J’ignorais qu’il avait rencontré Anaïs Nin, Orson Welles et Frank Sinatra ; convaincu Juliette Gréco, dont Darryl Zanuck était épris, de jouer dans l’adaptation pour le cinéma de ses chères Racines du ciel ; détesté le film fini mais travaillé, comme un forcené, nuit et jour, dans une suite du George-V, au scénario.

Je redécouvre une époque, avant Internet, où l’on communiquait par télégrammes et pneumatiques ; où il n’y avait qu’un téléphone, à la poste, pour tout Roquebrune, son village d’adoption, près de Nice ; où l’on arrivait à New York par bateau, à Los Angeles par le train, où il fallait la journée pour que parvienne la nouvelle de votre prix Goncourt et où l’on mettait quelques heures à comprendre que c’était bien le Goncourt et pas le Nobel.

Le Gary que j’ai connu était mordant, agacé par les nouveaux venus sur la scène littéraire des années 1970, presque amer : celui-ci est généreux, fraternel, heureux quand c’est Camus qui a le Nobel, triste quand Malraux ne l’a pas.

Le Gary que j’ai connu était bourru, cynique, n’attachant plus grande importance aux affaires de l’amour, affligé : celui-ci est capable de torpiller sa carrière de diplomate en restant quelques jours de plus, avec Jean Seberg, à Paris, au Lutetia, plutôt que de rentrer dare-dare à San Francisco accueillir le chef de la France libre devenu président du Conseil.

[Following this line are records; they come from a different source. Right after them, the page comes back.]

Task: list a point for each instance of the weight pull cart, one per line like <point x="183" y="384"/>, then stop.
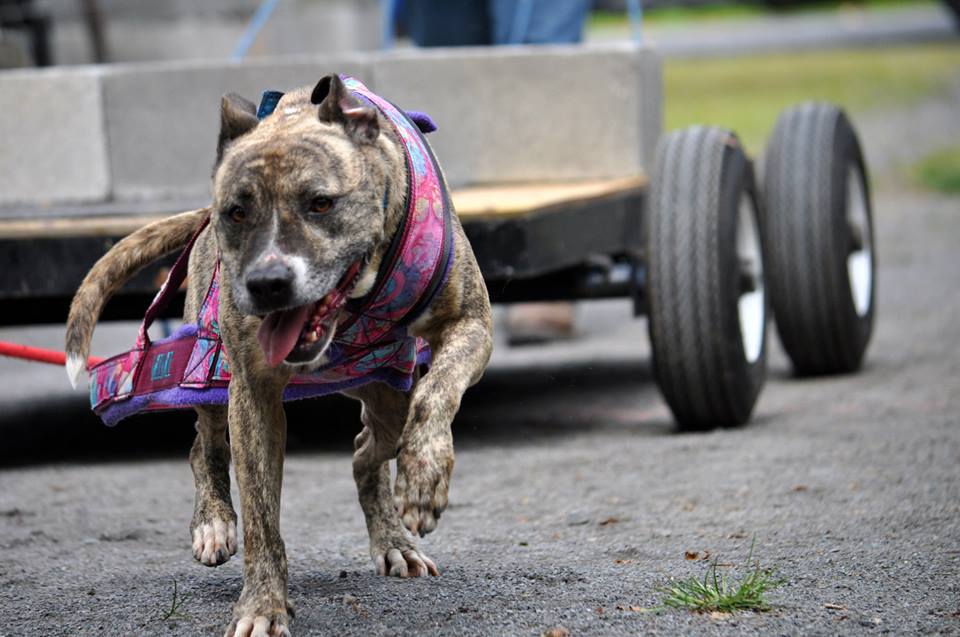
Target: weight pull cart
<point x="705" y="250"/>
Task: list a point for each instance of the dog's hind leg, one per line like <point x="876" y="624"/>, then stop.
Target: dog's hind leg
<point x="393" y="549"/>
<point x="214" y="525"/>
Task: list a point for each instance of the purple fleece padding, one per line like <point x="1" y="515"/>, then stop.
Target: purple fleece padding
<point x="186" y="397"/>
<point x="423" y="121"/>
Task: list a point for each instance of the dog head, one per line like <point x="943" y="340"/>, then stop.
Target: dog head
<point x="300" y="205"/>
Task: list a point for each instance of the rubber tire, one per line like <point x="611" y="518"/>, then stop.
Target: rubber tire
<point x="807" y="237"/>
<point x="693" y="280"/>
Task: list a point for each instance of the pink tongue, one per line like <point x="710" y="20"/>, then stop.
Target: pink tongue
<point x="280" y="331"/>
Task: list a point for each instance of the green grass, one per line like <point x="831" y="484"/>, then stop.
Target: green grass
<point x="747" y="93"/>
<point x="671" y="15"/>
<point x="940" y="171"/>
<point x="175" y="610"/>
<point x="716" y="593"/>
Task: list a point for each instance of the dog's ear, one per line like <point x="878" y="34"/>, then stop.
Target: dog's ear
<point x="339" y="106"/>
<point x="237" y="117"/>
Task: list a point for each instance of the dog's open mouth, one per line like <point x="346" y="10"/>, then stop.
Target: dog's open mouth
<point x="300" y="334"/>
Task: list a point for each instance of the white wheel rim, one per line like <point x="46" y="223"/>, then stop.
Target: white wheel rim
<point x="751" y="304"/>
<point x="859" y="261"/>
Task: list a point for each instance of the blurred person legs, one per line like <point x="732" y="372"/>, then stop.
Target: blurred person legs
<point x="536" y="323"/>
<point x="538" y="21"/>
<point x="447" y="22"/>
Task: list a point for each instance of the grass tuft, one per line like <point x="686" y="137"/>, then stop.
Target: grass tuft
<point x="716" y="593"/>
<point x="175" y="611"/>
<point x="940" y="171"/>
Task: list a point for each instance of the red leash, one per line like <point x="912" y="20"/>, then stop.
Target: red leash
<point x="39" y="354"/>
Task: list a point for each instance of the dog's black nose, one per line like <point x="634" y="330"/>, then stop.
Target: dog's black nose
<point x="271" y="285"/>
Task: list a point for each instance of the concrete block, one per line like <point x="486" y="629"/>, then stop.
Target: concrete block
<point x="52" y="147"/>
<point x="514" y="114"/>
<point x="163" y="119"/>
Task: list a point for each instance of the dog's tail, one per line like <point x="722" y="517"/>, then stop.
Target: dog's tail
<point x="115" y="268"/>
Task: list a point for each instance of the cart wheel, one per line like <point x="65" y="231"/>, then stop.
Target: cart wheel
<point x="819" y="239"/>
<point x="707" y="305"/>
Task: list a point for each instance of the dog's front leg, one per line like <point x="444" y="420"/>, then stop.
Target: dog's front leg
<point x="425" y="459"/>
<point x="393" y="549"/>
<point x="214" y="525"/>
<point x="258" y="432"/>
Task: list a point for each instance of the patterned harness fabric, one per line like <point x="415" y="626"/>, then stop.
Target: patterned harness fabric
<point x="372" y="343"/>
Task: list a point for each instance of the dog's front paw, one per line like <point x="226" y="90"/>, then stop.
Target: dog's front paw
<point x="400" y="557"/>
<point x="214" y="540"/>
<point x="252" y="620"/>
<point x="423" y="481"/>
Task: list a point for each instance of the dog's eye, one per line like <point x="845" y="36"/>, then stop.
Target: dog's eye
<point x="237" y="214"/>
<point x="321" y="204"/>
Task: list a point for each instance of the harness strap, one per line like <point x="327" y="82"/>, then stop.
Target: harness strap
<point x="170" y="286"/>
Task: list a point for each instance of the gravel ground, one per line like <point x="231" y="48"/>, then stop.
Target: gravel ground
<point x="573" y="499"/>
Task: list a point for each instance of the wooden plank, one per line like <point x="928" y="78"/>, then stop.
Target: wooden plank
<point x="477" y="202"/>
<point x="118" y="226"/>
<point x="496" y="201"/>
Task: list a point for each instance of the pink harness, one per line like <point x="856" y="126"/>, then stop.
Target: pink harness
<point x="372" y="343"/>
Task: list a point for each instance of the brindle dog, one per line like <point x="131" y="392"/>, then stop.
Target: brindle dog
<point x="298" y="198"/>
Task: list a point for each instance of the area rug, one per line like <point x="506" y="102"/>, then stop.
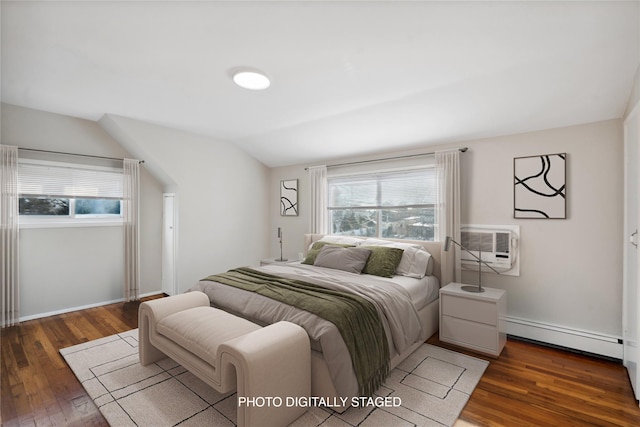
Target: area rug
<point x="429" y="388"/>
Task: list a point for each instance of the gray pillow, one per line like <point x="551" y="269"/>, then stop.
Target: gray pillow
<point x="315" y="250"/>
<point x="352" y="260"/>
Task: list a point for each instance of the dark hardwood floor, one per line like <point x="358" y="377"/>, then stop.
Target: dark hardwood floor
<point x="528" y="385"/>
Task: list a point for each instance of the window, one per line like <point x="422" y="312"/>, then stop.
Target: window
<point x="398" y="205"/>
<point x="56" y="193"/>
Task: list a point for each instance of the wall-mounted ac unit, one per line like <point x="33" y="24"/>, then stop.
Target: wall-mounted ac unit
<point x="497" y="245"/>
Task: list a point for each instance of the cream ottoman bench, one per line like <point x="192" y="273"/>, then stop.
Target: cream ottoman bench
<point x="228" y="352"/>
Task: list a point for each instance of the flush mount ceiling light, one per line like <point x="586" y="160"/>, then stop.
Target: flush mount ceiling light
<point x="253" y="80"/>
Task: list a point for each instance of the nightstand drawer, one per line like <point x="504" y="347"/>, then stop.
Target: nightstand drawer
<point x="474" y="335"/>
<point x="470" y="309"/>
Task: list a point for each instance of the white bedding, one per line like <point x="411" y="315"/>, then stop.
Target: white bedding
<point x="398" y="315"/>
<point x="421" y="291"/>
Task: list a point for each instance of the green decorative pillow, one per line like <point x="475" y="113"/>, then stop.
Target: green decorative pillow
<point x="315" y="250"/>
<point x="383" y="260"/>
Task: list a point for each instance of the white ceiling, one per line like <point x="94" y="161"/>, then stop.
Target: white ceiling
<point x="348" y="78"/>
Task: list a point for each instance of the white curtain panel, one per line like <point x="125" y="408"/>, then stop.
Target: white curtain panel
<point x="9" y="235"/>
<point x="131" y="214"/>
<point x="318" y="190"/>
<point x="448" y="211"/>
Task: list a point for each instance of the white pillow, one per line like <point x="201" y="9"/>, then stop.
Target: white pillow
<point x="416" y="261"/>
<point x="343" y="240"/>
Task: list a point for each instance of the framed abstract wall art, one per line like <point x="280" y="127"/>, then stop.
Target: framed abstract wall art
<point x="540" y="186"/>
<point x="289" y="197"/>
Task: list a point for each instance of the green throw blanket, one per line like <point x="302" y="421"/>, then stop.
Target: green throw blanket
<point x="356" y="318"/>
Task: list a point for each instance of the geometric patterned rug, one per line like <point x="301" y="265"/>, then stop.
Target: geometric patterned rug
<point x="429" y="388"/>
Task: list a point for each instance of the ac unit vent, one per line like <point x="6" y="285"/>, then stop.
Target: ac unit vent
<point x="497" y="246"/>
<point x="503" y="243"/>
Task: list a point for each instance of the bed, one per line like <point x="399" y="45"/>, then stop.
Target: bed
<point x="406" y="304"/>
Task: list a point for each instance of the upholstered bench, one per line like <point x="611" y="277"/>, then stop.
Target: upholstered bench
<point x="228" y="352"/>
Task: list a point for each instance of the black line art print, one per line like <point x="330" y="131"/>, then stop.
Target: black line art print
<point x="289" y="197"/>
<point x="540" y="186"/>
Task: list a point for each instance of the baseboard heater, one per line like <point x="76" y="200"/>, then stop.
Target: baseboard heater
<point x="588" y="342"/>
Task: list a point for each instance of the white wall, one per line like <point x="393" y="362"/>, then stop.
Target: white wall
<point x="222" y="195"/>
<point x="571" y="270"/>
<point x="66" y="268"/>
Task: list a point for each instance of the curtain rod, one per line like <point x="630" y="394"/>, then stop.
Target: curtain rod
<point x="73" y="154"/>
<point x="462" y="150"/>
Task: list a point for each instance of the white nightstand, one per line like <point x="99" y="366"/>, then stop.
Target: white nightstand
<point x="268" y="261"/>
<point x="473" y="320"/>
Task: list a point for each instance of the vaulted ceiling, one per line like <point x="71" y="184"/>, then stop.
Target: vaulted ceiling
<point x="347" y="78"/>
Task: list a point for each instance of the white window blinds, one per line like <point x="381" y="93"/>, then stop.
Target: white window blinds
<point x="384" y="190"/>
<point x="68" y="180"/>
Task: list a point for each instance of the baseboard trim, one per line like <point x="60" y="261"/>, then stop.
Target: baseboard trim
<point x="593" y="343"/>
<point x="83" y="307"/>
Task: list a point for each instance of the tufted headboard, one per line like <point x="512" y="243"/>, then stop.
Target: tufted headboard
<point x="434" y="248"/>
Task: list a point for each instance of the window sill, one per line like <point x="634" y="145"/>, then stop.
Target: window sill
<point x="71" y="223"/>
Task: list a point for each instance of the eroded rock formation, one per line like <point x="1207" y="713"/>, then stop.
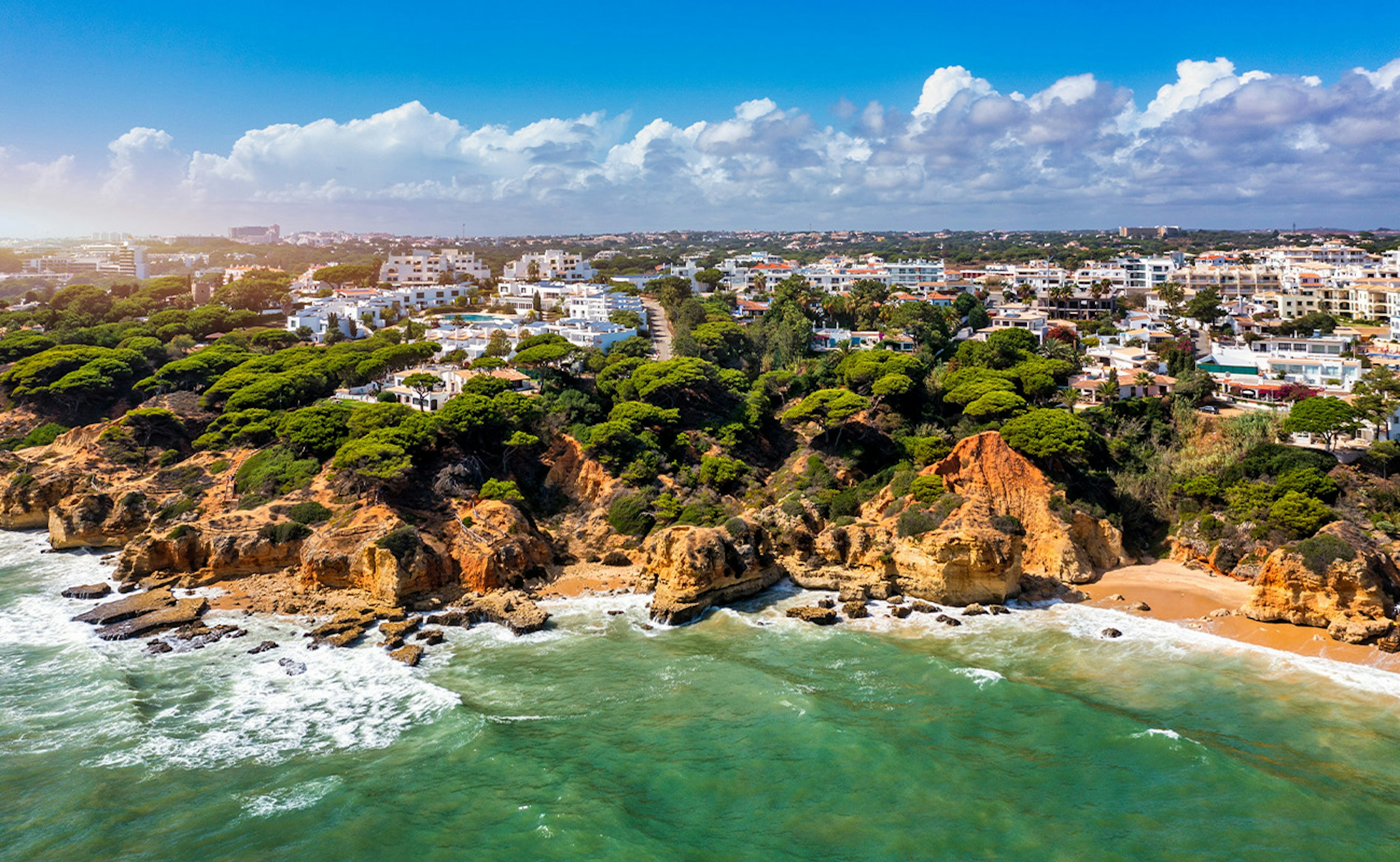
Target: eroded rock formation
<point x="1353" y="599"/>
<point x="1004" y="530"/>
<point x="695" y="568"/>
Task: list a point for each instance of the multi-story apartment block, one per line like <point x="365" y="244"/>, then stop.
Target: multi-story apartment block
<point x="423" y="267"/>
<point x="1148" y="274"/>
<point x="551" y="266"/>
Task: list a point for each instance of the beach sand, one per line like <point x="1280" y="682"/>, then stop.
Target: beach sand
<point x="1188" y="596"/>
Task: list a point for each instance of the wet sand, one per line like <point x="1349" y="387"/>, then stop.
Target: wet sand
<point x="1188" y="596"/>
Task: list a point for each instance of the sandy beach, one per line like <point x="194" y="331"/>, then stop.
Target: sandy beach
<point x="1186" y="598"/>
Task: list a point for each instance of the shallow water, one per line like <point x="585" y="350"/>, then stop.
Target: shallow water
<point x="745" y="737"/>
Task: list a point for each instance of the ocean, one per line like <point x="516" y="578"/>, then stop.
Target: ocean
<point x="744" y="737"/>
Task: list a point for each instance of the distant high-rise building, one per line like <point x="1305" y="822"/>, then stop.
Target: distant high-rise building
<point x="1161" y="232"/>
<point x="131" y="261"/>
<point x="257" y="235"/>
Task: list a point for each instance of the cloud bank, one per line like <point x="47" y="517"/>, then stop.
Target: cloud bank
<point x="1216" y="146"/>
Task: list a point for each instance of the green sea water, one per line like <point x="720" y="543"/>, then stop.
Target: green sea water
<point x="744" y="737"/>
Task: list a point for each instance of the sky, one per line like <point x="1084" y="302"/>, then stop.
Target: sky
<point x="509" y="118"/>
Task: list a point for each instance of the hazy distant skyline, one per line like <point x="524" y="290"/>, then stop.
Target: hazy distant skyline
<point x="628" y="117"/>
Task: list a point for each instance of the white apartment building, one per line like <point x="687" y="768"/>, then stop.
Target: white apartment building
<point x="600" y="305"/>
<point x="910" y="274"/>
<point x="423" y="267"/>
<point x="1330" y="251"/>
<point x="1148" y="274"/>
<point x="551" y="266"/>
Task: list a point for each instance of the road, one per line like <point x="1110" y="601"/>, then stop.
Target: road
<point x="658" y="327"/>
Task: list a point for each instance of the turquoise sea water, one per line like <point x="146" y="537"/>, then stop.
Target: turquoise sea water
<point x="745" y="737"/>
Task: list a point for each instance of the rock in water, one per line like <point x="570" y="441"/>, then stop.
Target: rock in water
<point x="93" y="591"/>
<point x="411" y="655"/>
<point x="129" y="607"/>
<point x="184" y="610"/>
<point x="1346" y="596"/>
<point x="695" y="568"/>
<point x="1004" y="530"/>
<point x="345" y="629"/>
<point x="821" y="616"/>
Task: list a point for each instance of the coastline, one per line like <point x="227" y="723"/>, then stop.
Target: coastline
<point x="1186" y="598"/>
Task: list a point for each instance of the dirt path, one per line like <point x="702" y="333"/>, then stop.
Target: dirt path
<point x="658" y="327"/>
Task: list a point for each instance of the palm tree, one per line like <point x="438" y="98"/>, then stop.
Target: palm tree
<point x="1143" y="380"/>
<point x="1109" y="389"/>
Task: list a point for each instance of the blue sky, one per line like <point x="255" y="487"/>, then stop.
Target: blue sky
<point x="199" y="78"/>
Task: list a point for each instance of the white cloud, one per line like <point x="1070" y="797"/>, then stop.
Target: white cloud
<point x="1212" y="148"/>
<point x="945" y="85"/>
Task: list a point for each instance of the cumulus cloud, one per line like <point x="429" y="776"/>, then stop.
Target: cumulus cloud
<point x="1213" y="148"/>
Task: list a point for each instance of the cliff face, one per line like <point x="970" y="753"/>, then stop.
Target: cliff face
<point x="695" y="568"/>
<point x="374" y="550"/>
<point x="1352" y="598"/>
<point x="978" y="553"/>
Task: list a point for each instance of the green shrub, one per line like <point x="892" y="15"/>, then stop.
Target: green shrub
<point x="845" y="504"/>
<point x="928" y="490"/>
<point x="404" y="543"/>
<point x="629" y="515"/>
<point x="1308" y="481"/>
<point x="311" y="512"/>
<point x="793" y="506"/>
<point x="1008" y="523"/>
<point x="178" y="508"/>
<point x="702" y="515"/>
<point x="500" y="490"/>
<point x="915" y="522"/>
<point x="285" y="532"/>
<point x="1298" y="514"/>
<point x="901" y="483"/>
<point x="1202" y="488"/>
<point x="1321" y="550"/>
<point x="273" y="473"/>
<point x="722" y="473"/>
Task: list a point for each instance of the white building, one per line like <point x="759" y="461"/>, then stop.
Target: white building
<point x="1148" y="274"/>
<point x="423" y="267"/>
<point x="551" y="266"/>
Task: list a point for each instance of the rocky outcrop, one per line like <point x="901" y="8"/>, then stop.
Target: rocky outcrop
<point x="820" y="616"/>
<point x="1004" y="530"/>
<point x="488" y="546"/>
<point x="97" y="521"/>
<point x="695" y="568"/>
<point x="205" y="554"/>
<point x="1353" y="599"/>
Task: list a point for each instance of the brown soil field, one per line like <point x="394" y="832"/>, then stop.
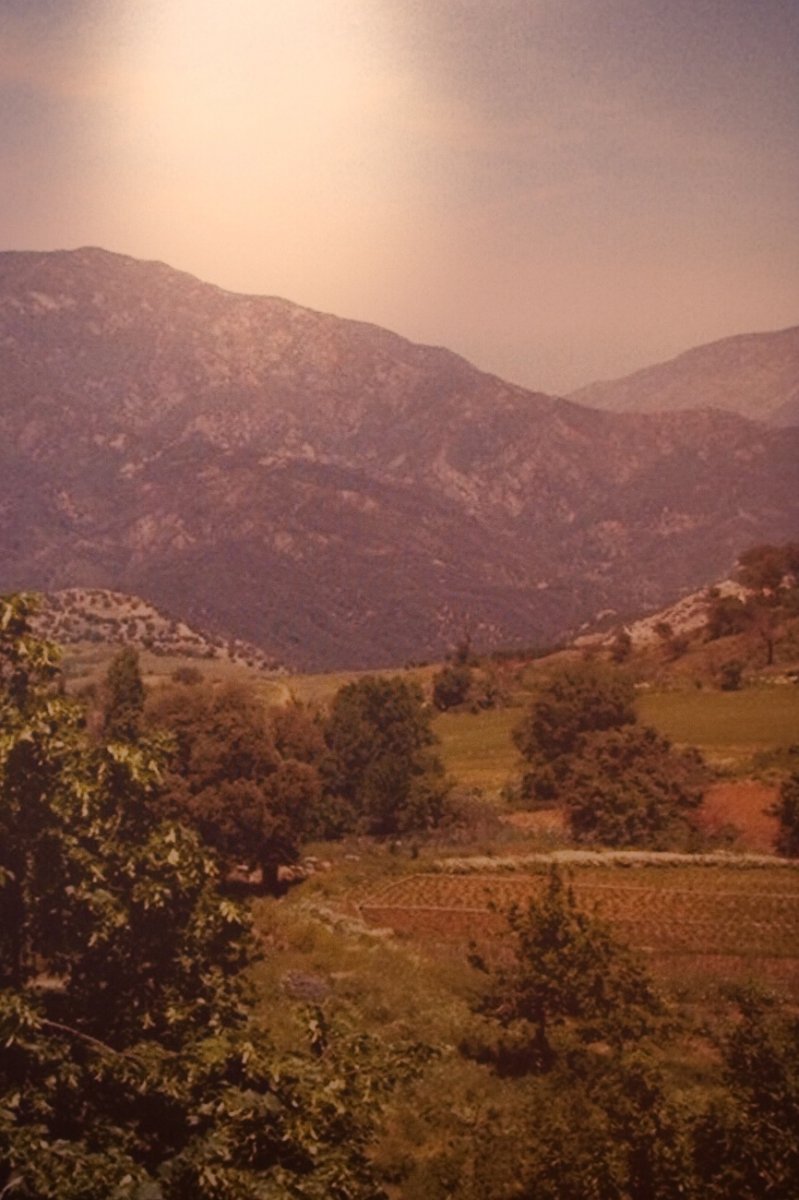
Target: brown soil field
<point x="742" y="803"/>
<point x="720" y="924"/>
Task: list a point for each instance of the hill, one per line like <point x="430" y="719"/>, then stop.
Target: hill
<point x="96" y="615"/>
<point x="754" y="375"/>
<point x="331" y="492"/>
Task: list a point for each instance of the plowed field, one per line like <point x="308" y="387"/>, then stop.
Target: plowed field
<point x="733" y="922"/>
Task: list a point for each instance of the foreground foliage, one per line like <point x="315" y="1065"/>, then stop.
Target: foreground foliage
<point x="131" y="1067"/>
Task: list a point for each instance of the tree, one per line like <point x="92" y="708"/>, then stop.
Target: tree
<point x="122" y="696"/>
<point x="382" y="760"/>
<point x="228" y="779"/>
<point x="630" y="787"/>
<point x="580" y="701"/>
<point x="566" y="967"/>
<point x="451" y="685"/>
<point x="786" y="810"/>
<point x="620" y="783"/>
<point x="745" y="1145"/>
<point x="131" y="1068"/>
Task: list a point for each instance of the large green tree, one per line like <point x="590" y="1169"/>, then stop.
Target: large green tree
<point x="566" y="969"/>
<point x="229" y="780"/>
<point x="620" y="783"/>
<point x="383" y="765"/>
<point x="130" y="1067"/>
<point x="578" y="701"/>
<point x="122" y="696"/>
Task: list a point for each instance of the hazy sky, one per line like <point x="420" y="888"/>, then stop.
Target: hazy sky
<point x="559" y="190"/>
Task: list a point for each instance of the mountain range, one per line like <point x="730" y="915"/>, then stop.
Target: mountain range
<point x="755" y="375"/>
<point x="331" y="492"/>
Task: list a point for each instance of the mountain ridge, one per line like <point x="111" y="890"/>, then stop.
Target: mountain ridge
<point x="330" y="491"/>
<point x="756" y="375"/>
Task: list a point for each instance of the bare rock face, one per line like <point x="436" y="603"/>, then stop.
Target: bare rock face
<point x="754" y="375"/>
<point x="332" y="492"/>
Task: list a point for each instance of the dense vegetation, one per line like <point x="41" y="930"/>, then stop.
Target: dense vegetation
<point x="131" y="1065"/>
<point x="149" y="1054"/>
<point x="622" y="784"/>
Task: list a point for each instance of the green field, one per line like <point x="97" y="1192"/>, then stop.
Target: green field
<point x="730" y="729"/>
<point x="476" y="748"/>
<point x="728" y="726"/>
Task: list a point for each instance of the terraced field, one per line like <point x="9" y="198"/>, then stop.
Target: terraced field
<point x="731" y="923"/>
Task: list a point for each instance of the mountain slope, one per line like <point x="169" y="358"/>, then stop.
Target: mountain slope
<point x="331" y="492"/>
<point x="755" y="375"/>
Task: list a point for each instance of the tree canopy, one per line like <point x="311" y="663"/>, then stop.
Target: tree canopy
<point x="566" y="966"/>
<point x="382" y="760"/>
<point x="131" y="1068"/>
<point x="252" y="802"/>
<point x="620" y="783"/>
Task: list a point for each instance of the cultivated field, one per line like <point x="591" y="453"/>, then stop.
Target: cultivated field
<point x="722" y="923"/>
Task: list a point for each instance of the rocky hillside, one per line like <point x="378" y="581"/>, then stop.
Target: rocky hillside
<point x="756" y="375"/>
<point x="96" y="615"/>
<point x="332" y="492"/>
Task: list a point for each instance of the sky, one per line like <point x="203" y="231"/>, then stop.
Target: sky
<point x="558" y="190"/>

Le Gary que je voyais, à la fin, jusqu’à la veille de son suicide, avait un côté vieux soldat surjoué, écrivain officiel, académisé, décoré : je découvre l’énergie qu’il déploie pour, en 1958, quand revient donc aux affaires son Général adoré, à la silhouette de gisant debout dont il est, à jamais, le Compagnon, n’accepter aucun nouveau poste officiel, aucun emploi ou avantage susceptible d’entraver sa liberté d’artiste.

Il était las, rue du Bac, ces fins d’après-midi où je l’écoutais, bouché bée, médire du « nouveau roman » ou me raconter Jean Seberg, le tournage des Oiseaux vont mourir au Pérou, une « querelle d’hommes » avec Maurice Ronet ou Carlos Fuentes ; il était sombre, étrangement paranoïaque, convaincu d’être pisté par le FBI, surveillé par le fisc français et menacé d’empoisonnement par Paul Pavlowitch, son neveu : voici le même, mais juvénile et farceur, hussard sur le toit d’une république des lettres en train de se confiner, Fanfan la Tulipe stendhalien qui, lorsqu’il signe L’Homme à la colombe sous le pseudonyme de Fosco Sinibaldi, teste déjà, mais dans la joie, la mystification de la future affaire Ajar.

Ce n’est pas tous les jours que s’augmente ce que l’on sait de la vie, et de l’œuvre, d’un écrivain dont on pensait tout connaître.

Rares sont les grands détails qui font le génie d’une vie et qui remontent ainsi, telles des épaves, quarante ans après un naufrage programmé.

Grâces soient rendues, pour cela, à un jeune chercheur, Kerwin Spire, qui a eu l’esprit et la patience de consulter des fonds d’archives, de plonger dans des correspondances inédites et de solliciter des témoignages auxquels nul n’avait songé.

Il en tire un Monsieur Romain Gary (Gallimard) d’où je puise ces anecdotes et qui est, pour moi, l’une des vraies bonnes surprises de ce début d’été.